L’ultimo racconto è “La compagna del cardinale”: è la storia di una donna devastata dall’epilogo infelice  del suo amore per un uomo che alla fine anziché scegliere lei come compagna di vita decide di volgere la sua esistenza a Dio, facendosi sacerdote. Da questa profonda delusione la donna svilupperà un insidioso senso di abbandono  e rifiuto che la porterà ad un’ incurabile alienazione mentale.
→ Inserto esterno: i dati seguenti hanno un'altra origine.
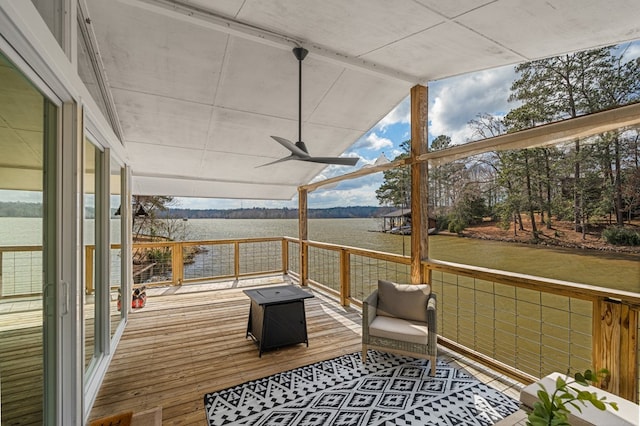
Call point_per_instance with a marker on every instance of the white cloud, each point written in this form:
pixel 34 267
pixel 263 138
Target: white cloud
pixel 372 142
pixel 456 101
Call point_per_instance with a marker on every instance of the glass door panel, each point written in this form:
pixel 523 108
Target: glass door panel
pixel 116 307
pixel 22 141
pixel 91 159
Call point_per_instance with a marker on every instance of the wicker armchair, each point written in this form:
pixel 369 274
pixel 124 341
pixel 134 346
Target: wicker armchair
pixel 401 318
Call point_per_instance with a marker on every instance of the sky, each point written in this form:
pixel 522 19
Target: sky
pixel 452 104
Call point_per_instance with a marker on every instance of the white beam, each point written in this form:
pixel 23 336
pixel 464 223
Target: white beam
pixel 229 26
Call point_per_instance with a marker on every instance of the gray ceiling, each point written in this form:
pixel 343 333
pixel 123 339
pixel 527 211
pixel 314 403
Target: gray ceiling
pixel 200 86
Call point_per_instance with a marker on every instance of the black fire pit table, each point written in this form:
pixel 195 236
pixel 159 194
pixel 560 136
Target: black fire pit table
pixel 276 316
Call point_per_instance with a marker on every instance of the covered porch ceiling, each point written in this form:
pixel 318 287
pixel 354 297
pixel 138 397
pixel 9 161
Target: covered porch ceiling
pixel 197 87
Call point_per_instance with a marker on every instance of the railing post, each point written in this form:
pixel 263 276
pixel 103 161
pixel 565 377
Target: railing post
pixel 285 256
pixel 88 271
pixel 177 263
pixel 236 259
pixel 345 277
pixel 615 346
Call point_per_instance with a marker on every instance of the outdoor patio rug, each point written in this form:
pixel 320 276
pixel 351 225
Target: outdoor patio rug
pixel 389 389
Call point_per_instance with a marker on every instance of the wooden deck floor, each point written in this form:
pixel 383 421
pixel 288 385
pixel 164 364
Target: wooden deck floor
pixel 183 345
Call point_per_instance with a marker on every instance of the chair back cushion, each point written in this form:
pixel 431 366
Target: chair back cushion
pixel 407 301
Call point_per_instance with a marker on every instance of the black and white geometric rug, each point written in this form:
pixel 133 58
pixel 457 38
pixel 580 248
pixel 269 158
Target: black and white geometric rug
pixel 388 390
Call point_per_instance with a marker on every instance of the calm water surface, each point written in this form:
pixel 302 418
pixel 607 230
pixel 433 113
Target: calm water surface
pixel 620 271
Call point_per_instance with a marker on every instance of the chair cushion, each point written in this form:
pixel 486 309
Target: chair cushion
pixel 399 329
pixel 407 301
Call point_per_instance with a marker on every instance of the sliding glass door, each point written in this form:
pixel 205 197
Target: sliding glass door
pixel 27 255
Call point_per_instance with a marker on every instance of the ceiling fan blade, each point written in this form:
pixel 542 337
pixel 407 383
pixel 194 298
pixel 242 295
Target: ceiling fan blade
pixel 295 150
pixel 299 149
pixel 290 157
pixel 340 161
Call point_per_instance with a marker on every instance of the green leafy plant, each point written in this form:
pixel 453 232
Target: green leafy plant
pixel 553 409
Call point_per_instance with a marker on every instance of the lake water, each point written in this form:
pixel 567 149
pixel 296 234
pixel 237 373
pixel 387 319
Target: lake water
pixel 611 270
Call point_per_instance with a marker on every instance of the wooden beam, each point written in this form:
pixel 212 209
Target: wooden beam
pixel 615 329
pixel 303 235
pixel 419 183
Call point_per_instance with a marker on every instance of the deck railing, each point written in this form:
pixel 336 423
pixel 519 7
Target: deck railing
pixel 527 326
pixel 20 271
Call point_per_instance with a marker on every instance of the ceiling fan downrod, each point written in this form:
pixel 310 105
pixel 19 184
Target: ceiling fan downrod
pixel 300 53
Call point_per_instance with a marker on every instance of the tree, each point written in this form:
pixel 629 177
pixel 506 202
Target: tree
pixel 576 84
pixel 396 187
pixel 151 218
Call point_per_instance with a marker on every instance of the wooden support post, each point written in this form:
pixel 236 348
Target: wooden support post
pixel 615 346
pixel 419 183
pixel 177 263
pixel 303 235
pixel 236 259
pixel 285 256
pixel 345 277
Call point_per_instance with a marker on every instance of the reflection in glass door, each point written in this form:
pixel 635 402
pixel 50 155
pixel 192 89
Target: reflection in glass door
pixel 116 307
pixel 91 160
pixel 22 253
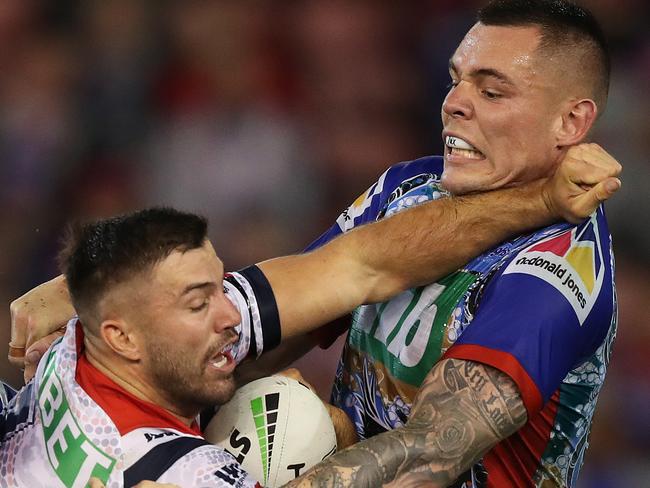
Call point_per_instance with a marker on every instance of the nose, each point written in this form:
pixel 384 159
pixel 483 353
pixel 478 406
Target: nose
pixel 228 314
pixel 457 103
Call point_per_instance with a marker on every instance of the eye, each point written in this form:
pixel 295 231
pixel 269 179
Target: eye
pixel 491 95
pixel 452 84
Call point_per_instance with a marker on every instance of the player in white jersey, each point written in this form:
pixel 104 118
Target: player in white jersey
pixel 160 331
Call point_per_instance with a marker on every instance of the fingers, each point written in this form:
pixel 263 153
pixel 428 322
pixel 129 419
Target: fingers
pixel 36 351
pixel 36 314
pixel 590 164
pixel 600 193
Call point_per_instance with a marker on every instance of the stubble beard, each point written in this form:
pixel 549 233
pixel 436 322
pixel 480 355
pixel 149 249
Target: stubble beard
pixel 184 383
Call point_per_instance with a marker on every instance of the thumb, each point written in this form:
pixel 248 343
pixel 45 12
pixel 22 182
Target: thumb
pixel 603 190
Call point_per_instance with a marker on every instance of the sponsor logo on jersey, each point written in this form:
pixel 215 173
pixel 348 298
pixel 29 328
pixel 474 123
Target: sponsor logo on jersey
pixel 265 415
pixel 572 262
pixel 360 205
pixel 72 455
pixel 414 191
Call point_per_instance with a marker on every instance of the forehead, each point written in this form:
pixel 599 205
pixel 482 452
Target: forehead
pixel 180 268
pixel 512 50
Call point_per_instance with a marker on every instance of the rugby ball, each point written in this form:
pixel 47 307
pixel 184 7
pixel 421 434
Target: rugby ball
pixel 276 428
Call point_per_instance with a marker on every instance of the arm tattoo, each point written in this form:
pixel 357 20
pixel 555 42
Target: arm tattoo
pixel 462 410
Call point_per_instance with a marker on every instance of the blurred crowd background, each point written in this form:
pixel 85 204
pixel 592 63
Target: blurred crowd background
pixel 269 117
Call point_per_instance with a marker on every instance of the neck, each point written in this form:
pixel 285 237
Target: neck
pixel 128 378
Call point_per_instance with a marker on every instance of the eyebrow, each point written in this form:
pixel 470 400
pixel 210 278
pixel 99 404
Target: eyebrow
pixel 197 286
pixel 492 73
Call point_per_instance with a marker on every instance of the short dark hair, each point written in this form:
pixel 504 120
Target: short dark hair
pixel 564 25
pixel 97 255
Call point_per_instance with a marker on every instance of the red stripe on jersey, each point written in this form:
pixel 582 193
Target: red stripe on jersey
pixel 505 362
pixel 514 461
pixel 127 411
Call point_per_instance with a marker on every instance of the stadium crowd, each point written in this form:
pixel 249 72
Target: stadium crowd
pixel 268 117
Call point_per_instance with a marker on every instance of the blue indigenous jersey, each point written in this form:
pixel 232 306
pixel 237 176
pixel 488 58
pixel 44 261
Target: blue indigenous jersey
pixel 540 307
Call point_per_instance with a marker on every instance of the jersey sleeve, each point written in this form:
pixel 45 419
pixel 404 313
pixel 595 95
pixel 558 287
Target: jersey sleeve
pixel 546 311
pixel 259 330
pixel 208 466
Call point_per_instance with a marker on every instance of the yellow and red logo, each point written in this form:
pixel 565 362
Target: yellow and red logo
pixel 571 261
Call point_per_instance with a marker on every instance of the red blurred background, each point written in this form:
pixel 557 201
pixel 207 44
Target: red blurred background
pixel 269 117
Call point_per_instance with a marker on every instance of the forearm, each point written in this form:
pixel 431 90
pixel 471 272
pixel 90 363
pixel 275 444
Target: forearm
pixel 435 239
pixel 418 246
pixel 463 409
pixel 274 361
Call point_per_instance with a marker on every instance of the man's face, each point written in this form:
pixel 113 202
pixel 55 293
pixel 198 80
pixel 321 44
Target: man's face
pixel 504 103
pixel 187 323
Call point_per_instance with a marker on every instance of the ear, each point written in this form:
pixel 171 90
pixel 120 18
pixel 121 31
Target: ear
pixel 121 338
pixel 575 122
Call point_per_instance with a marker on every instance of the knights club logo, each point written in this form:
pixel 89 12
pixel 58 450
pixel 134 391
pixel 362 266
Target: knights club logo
pixel 571 261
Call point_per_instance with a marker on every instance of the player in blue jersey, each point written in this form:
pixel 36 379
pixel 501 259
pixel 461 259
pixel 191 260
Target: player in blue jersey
pixel 516 341
pixel 160 330
pixel 489 376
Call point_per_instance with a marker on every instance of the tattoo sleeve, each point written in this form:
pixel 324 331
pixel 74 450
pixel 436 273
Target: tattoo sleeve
pixel 462 410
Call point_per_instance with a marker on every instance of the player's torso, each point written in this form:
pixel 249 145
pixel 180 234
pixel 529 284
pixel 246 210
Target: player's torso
pixel 392 346
pixel 55 435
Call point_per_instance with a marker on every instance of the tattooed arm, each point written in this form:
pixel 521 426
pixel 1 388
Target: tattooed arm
pixel 462 410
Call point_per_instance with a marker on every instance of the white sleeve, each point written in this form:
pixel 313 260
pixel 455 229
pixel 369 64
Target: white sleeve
pixel 259 330
pixel 208 466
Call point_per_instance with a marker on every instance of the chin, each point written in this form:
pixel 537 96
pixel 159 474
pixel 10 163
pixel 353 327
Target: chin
pixel 457 185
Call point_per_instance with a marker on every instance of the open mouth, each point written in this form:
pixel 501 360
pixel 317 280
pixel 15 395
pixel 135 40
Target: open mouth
pixel 462 148
pixel 223 358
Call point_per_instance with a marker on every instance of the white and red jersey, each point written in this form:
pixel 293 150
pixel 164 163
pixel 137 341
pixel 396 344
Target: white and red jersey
pixel 72 422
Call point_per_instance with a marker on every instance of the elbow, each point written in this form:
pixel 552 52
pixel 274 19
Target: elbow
pixel 384 286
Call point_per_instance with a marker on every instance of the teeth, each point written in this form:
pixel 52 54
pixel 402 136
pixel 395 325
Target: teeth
pixel 466 153
pixel 458 143
pixel 221 363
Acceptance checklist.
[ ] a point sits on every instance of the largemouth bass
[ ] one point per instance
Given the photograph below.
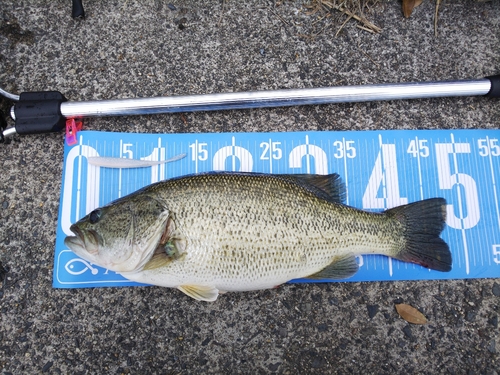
(211, 233)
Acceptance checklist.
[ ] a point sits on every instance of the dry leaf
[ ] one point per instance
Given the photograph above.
(411, 314)
(408, 6)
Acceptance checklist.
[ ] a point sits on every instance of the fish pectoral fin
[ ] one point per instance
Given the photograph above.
(200, 292)
(341, 268)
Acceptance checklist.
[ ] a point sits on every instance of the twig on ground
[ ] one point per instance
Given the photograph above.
(436, 17)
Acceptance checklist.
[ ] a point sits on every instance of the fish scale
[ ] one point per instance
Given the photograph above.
(239, 204)
(245, 231)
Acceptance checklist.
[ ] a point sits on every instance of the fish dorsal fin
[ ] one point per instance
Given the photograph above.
(330, 186)
(200, 292)
(341, 268)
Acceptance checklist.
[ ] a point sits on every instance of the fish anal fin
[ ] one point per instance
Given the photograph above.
(341, 268)
(200, 292)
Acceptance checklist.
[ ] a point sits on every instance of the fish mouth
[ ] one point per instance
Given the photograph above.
(77, 243)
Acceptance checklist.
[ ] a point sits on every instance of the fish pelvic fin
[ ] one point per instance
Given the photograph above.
(342, 267)
(200, 292)
(423, 222)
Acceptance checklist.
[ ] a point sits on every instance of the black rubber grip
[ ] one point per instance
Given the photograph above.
(39, 112)
(495, 86)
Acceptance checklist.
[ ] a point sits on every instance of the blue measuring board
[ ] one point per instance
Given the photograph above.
(381, 169)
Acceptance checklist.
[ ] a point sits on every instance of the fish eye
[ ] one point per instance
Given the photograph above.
(95, 216)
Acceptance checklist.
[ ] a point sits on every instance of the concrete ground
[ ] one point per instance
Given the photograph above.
(149, 48)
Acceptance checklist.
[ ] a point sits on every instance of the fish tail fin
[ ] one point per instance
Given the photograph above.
(423, 222)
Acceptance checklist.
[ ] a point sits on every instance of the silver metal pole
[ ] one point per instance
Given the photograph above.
(275, 98)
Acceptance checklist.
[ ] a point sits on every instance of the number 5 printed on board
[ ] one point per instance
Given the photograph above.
(466, 190)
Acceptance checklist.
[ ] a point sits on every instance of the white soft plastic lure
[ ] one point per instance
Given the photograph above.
(109, 162)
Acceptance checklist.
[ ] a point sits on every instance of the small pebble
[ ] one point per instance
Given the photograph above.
(496, 289)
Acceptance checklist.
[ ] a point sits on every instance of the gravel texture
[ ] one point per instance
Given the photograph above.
(149, 48)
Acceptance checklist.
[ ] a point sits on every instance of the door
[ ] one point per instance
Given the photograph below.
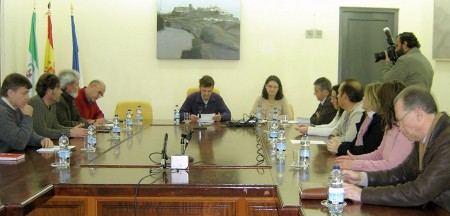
(360, 36)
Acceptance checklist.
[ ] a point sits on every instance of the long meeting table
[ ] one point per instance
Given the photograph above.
(234, 172)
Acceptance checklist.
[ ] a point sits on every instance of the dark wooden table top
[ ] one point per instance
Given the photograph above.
(230, 158)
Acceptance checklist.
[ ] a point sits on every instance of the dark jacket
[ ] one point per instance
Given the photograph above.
(67, 112)
(327, 113)
(406, 185)
(371, 139)
(215, 105)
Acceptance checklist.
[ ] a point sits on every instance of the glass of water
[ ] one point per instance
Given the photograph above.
(186, 116)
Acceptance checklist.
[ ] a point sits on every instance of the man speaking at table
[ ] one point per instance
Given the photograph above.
(425, 175)
(206, 102)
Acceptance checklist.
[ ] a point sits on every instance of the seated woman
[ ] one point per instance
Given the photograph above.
(370, 128)
(272, 97)
(325, 129)
(394, 147)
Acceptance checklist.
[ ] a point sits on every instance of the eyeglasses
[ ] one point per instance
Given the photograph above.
(397, 122)
(98, 91)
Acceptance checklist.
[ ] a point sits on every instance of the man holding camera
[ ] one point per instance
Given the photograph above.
(411, 67)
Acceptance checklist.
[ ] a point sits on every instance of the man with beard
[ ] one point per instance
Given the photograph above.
(411, 67)
(66, 110)
(45, 122)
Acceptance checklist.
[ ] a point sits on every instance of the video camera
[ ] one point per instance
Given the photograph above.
(390, 49)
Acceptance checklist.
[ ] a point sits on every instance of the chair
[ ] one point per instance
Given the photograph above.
(123, 106)
(196, 89)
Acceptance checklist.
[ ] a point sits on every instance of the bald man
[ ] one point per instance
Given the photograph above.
(86, 101)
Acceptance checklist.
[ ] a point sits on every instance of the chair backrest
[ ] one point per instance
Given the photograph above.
(123, 106)
(196, 89)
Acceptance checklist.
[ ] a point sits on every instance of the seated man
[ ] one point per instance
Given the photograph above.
(86, 101)
(206, 102)
(45, 122)
(325, 112)
(16, 126)
(424, 176)
(66, 110)
(349, 97)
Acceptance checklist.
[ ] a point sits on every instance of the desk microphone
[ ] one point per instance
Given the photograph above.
(164, 156)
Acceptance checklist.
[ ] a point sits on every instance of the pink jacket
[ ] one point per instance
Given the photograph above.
(393, 150)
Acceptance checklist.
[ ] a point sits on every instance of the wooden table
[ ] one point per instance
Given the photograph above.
(233, 173)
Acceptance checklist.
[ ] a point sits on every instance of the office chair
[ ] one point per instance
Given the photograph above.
(123, 106)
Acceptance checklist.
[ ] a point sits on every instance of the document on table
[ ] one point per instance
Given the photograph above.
(55, 148)
(312, 142)
(207, 118)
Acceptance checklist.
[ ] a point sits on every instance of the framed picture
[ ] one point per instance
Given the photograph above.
(198, 29)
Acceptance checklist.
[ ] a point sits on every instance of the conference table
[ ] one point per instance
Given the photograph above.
(234, 172)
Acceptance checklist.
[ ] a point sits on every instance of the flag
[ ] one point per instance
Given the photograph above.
(49, 63)
(32, 67)
(75, 60)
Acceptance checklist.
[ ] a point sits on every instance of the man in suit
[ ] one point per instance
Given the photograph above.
(66, 110)
(206, 101)
(45, 122)
(325, 112)
(16, 115)
(424, 176)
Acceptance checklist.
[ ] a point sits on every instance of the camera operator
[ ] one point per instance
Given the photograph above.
(411, 67)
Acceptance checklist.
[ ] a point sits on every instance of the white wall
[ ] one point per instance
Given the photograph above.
(117, 42)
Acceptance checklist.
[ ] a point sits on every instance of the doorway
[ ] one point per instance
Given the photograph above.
(360, 36)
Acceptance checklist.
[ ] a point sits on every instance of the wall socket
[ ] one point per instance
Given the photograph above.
(313, 33)
(317, 33)
(309, 33)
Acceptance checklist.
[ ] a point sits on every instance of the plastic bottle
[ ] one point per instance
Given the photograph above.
(64, 152)
(139, 115)
(176, 115)
(305, 151)
(259, 113)
(116, 128)
(92, 137)
(129, 120)
(336, 190)
(281, 145)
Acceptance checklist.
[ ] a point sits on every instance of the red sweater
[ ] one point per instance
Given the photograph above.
(88, 110)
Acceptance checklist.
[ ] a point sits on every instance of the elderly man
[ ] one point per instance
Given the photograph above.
(66, 110)
(16, 115)
(424, 176)
(325, 112)
(45, 122)
(86, 101)
(207, 101)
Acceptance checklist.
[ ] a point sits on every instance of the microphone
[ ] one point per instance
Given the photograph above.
(164, 156)
(387, 31)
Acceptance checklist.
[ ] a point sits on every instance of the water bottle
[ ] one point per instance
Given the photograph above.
(176, 115)
(305, 151)
(139, 115)
(258, 113)
(116, 128)
(275, 115)
(64, 152)
(129, 120)
(92, 138)
(281, 145)
(336, 190)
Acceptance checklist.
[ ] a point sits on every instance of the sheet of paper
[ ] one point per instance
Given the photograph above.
(303, 120)
(207, 117)
(312, 142)
(55, 148)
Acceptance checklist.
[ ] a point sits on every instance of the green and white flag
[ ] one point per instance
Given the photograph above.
(32, 61)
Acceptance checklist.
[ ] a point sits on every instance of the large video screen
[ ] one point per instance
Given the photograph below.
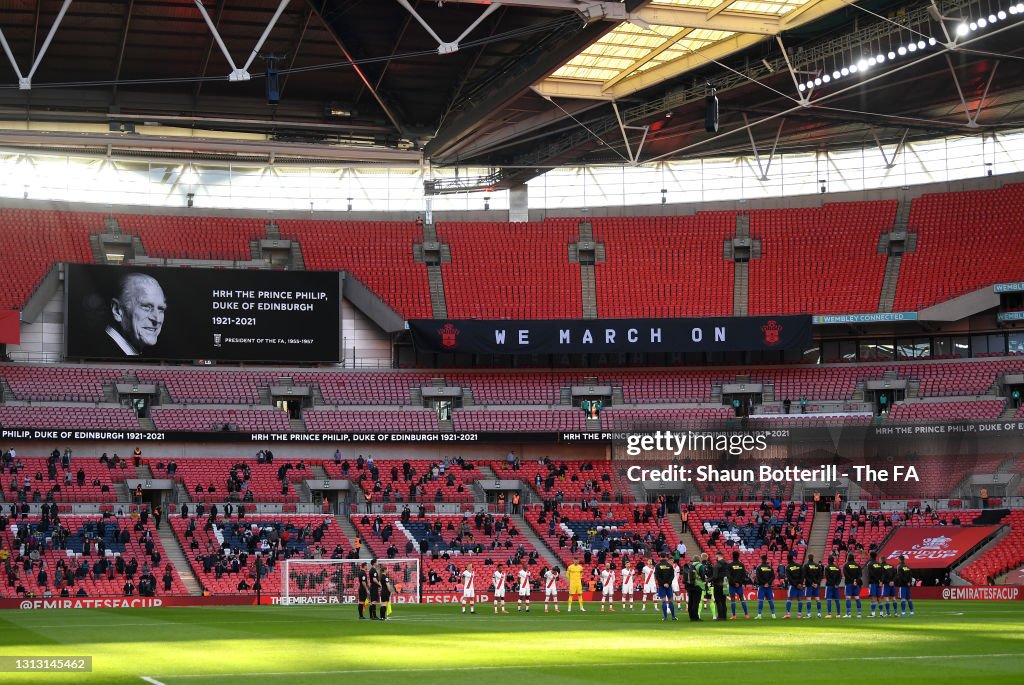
(197, 313)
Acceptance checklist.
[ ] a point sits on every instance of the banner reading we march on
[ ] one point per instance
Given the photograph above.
(152, 312)
(718, 334)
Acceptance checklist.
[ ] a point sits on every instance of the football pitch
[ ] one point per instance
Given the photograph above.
(946, 642)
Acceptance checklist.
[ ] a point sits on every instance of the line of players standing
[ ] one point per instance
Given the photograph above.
(701, 584)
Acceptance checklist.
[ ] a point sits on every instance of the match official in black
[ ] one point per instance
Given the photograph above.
(375, 588)
(764, 578)
(364, 589)
(693, 592)
(720, 574)
(665, 573)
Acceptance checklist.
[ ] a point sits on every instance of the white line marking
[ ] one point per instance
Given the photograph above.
(516, 667)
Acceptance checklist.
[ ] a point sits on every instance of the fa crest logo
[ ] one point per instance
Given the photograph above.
(935, 543)
(449, 336)
(772, 330)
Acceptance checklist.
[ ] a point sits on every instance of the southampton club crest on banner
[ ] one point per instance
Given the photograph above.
(772, 331)
(450, 336)
(933, 544)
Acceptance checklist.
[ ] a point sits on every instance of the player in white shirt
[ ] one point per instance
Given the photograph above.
(608, 587)
(649, 585)
(469, 589)
(523, 588)
(551, 588)
(629, 572)
(677, 592)
(498, 578)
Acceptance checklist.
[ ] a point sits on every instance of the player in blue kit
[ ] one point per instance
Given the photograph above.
(904, 580)
(812, 583)
(853, 576)
(889, 589)
(834, 576)
(795, 578)
(737, 579)
(876, 579)
(764, 578)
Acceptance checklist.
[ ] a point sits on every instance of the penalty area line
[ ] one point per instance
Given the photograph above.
(518, 667)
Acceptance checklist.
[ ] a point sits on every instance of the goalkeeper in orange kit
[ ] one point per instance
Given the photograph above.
(574, 575)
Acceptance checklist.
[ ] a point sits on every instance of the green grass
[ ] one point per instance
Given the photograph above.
(946, 642)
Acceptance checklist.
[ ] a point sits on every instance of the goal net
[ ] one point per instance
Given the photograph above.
(337, 581)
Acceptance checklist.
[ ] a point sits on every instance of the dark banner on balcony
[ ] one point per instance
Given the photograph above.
(935, 547)
(723, 334)
(125, 312)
Con questa brevissima storia si chiude il libro di Monica che ha voluto fare un excursus chiaro sui vari tipi di amori che molte donne, non solo straniere e poco colte o abbienti, vivono ma che non sempre dicono in quanto troppo dolorosi e infelici. Storie che le hanno lasciato  dentro la voglia di raccontarle  per uno scopo ben preciso: perché la violenza sulle donne non venga ricordata  solo il 25 novembre o l’8 marzo ma in ogni momento dell’anno e perché si faccia di tutto per sensibilizzare l’opinione pubblica, la scuola e tutte  le altre istituzioni, a far sì che certi episodi non si verifichino più e che  si consideri quindi la donna  come persona che ha diritto alla propria libertà e dignità.